I'm not sure if anything can be done at this point, but building an isolated US based org would help immensely with adoption. The cap table also being mostly Chinese investors is enough to stop most US companies at the DD phase
"We have not evaluated filesystem or disk faults with TiDB, and cannot speak to crash recovery. Nor have we tested dynamic membership changes. Both might be fruitful avenues of investigation for future research."
How do you choose what components to test once you get past obvious stuff like the highest claimed isolation level?
I give suggestions to my clients, and ask them what they care about testing most, and we... pretty much always agree on what direction the research goes next. FS/disk faults I don't have good tooling for yet, so I'd have to invest some time into developing those tools--makes sense to defer that work. Membership changes are infrequent and surprisingly difficult to write automation for, so I think it makes more sense to focus on the static-cluster case first.
- Kernel Fault Injection, the Fault Injection Framework included in Linux kernel, you can use to implement simple fault injections to test device drivers.
- SystemTap, a scripting language and tool diagnose of a performance or functional problem.
- Fail, gofail for go and fail-rs for Rust
- Namazu: a programmable fuzzy scheduler to test a distributed system.
We also built our own Automatic Chaos platform, Schrodinger, to automate all these tests to improve both efficiency and coverage
I don't see what's merciless about it. DB systems have various claims, he just goes about asserting if those claims are true. I think a serious take away from these is that all DB systems have issues, there are some faults that do happen, know them and design for it. Any DB that claims to have no fault is lying.
Hi @aphyr. I'm a great fan of your work with Jepsen although I know very little about the fault tolerance of distributed systems. Are there any resources you would recommend on the subject? I am an application developer so I don't see myself writing a database in the future. Still it would be great to learn about the concepts.
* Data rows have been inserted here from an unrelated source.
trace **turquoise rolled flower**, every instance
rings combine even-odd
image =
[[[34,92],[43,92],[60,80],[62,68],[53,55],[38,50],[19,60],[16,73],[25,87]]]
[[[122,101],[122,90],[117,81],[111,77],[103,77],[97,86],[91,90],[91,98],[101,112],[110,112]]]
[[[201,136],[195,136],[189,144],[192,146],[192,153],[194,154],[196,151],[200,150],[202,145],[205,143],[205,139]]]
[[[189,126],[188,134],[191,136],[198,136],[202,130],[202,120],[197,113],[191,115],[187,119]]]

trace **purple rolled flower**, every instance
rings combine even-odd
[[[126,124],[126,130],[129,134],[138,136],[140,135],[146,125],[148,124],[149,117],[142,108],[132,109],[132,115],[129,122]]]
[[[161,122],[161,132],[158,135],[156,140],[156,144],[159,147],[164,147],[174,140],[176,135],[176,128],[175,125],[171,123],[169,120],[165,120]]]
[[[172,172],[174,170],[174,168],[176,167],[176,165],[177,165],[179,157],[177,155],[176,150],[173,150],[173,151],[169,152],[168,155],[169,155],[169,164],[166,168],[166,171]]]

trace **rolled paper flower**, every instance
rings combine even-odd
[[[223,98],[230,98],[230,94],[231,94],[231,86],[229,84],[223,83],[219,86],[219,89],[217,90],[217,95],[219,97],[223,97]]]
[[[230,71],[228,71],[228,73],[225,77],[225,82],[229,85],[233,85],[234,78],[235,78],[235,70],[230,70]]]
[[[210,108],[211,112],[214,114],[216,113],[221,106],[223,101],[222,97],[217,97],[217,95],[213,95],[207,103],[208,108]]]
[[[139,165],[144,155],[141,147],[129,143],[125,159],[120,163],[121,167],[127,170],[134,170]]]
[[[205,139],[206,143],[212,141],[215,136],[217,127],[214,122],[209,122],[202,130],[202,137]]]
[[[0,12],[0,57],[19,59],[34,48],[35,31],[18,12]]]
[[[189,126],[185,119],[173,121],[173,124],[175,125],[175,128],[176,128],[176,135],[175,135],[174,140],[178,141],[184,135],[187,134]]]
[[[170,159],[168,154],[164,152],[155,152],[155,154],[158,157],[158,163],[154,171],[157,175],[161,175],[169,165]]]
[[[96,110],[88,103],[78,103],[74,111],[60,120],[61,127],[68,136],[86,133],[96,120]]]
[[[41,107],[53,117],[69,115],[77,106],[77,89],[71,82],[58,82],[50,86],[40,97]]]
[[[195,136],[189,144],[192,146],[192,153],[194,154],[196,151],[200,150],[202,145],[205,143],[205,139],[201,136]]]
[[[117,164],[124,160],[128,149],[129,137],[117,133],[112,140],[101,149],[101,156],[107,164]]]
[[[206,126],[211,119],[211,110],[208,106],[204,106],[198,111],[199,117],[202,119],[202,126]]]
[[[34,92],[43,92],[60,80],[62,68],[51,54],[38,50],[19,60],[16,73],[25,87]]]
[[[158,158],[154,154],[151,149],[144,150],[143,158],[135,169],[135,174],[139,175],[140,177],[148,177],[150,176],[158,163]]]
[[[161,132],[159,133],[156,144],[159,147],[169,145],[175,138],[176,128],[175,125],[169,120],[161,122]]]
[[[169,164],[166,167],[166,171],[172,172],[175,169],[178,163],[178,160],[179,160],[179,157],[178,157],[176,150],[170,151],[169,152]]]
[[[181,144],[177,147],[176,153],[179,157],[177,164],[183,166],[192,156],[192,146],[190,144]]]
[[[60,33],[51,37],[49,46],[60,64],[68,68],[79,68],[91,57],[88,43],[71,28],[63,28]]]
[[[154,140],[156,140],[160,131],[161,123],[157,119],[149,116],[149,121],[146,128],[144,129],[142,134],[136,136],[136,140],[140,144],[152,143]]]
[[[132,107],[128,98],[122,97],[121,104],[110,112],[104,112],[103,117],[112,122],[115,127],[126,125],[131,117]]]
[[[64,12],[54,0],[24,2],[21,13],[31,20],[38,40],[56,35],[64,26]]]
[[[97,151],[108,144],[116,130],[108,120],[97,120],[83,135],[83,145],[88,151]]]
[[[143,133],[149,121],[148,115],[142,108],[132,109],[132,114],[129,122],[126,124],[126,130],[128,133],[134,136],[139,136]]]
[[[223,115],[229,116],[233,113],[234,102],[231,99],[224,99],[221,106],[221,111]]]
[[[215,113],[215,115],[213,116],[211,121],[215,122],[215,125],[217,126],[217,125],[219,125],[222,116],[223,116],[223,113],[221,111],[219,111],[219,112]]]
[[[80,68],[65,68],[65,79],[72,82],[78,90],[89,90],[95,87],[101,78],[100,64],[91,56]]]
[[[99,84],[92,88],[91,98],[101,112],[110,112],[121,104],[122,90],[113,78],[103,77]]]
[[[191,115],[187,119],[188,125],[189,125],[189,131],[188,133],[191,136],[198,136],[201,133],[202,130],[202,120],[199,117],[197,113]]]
In the process of testing, we have no way to influence what Kyle tests. Usually, only Kyle will tell us when abnormal behaviour occurs. Our main job is to analyze the cause and then fix it. Here are some tips for recommending friends who want to do Jepsen test in the future:
1. Carefully check your documentation before testing to make sure it is consistent with your database implementation.
2. It is best for someone on the team to understand and build your own Jepsen test environment internally and test parallelly with the Kyle team.
3. Simplified deployment process is very helpful
4. Be sure the version of your DB before testing. Usually, you can select one when starting the test and select one before the end.
I really enjoy working with Kyle. I would say Kyle has a good sense of humor :), and I hopes to have another chance to cooperate Kyle and his team in the future! Thank you.